Life presents us with a thousand paradoxes. We want meaning when often there is none. A cloud generated from fractal mathematics might look like an animal or a face, but remains solely a mathematical construct.
Baseball weaves itself into the tapestry of society. In 1964, Halberstam views the pennant races in the context of race relations. Jane Leavy's Sandy Koufax shows us how the legendary southpaw emerges not only as a star but an unlikely, unwilling, and introspective Jewish hero from Bensonhurst. Koufax the 'Greek God' becomes Koufax the superstar, yet humble enough to support struggling rookies and veterans alike, while his body breaks down from Olympian innings and pitch counts literally running over 200 at times.
Fast forward to 2005. Social issues remain concerning war and peace, prosperity and ethics, privacy versus government intrusion, terrorism, religion and secularism, isolationism and imperialism. Sports heroes have the opportunity to be cultural champions, but of what? Society remains polarized concerning most of the pressing contemporary issues. Athletes who speak out have little to gain, exposing themselves to charges of ignorance, bigotry, sexism, or worse.

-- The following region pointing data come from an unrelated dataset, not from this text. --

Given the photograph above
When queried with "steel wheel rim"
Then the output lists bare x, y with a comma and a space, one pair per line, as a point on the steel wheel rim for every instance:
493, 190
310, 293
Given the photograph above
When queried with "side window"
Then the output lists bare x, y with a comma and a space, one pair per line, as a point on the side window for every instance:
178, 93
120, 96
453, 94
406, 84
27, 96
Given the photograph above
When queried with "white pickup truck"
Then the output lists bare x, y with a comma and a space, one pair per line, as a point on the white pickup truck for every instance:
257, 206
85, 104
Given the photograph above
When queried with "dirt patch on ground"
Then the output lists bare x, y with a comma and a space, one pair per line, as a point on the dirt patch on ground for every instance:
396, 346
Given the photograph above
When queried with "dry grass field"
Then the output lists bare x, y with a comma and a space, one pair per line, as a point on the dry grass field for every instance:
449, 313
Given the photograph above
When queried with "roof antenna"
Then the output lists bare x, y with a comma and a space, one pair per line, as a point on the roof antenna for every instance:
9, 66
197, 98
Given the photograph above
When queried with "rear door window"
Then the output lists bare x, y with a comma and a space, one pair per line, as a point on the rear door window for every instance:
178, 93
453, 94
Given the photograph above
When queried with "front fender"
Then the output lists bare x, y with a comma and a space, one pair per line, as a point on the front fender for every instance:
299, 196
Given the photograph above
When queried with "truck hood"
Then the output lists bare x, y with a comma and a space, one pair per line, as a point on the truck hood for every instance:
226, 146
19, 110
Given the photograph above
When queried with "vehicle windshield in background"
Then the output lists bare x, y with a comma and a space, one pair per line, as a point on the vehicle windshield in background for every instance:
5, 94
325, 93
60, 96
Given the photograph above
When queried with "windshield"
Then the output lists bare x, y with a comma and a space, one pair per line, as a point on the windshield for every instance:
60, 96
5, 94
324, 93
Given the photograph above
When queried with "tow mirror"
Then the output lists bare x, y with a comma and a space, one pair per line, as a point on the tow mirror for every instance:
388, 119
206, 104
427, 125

While we need heroes, legitimate profiles in courage, most often they are ordinary people fashioning extraordinary actions, rather than celebrities out of their arena. When an athlete or celebrity ventures into these areas, we are quick to repudiate their motives or their expertise, especially if their position conflicts with our core beliefs.
Yes, I want my heroes to be larger than life, paragons of virtue, with firm positions on critical cultural and social controversies. But here's the rub: I want an intersection with my beliefs and values, opinions based on fact not ideologies, on science and statistics, concise and logical. Yet I don't want prepackaged merchandising either, but sincere and heartfelt truths, springing from intelligence, integrity, and energy. I want too much, but I'm not giving up hope.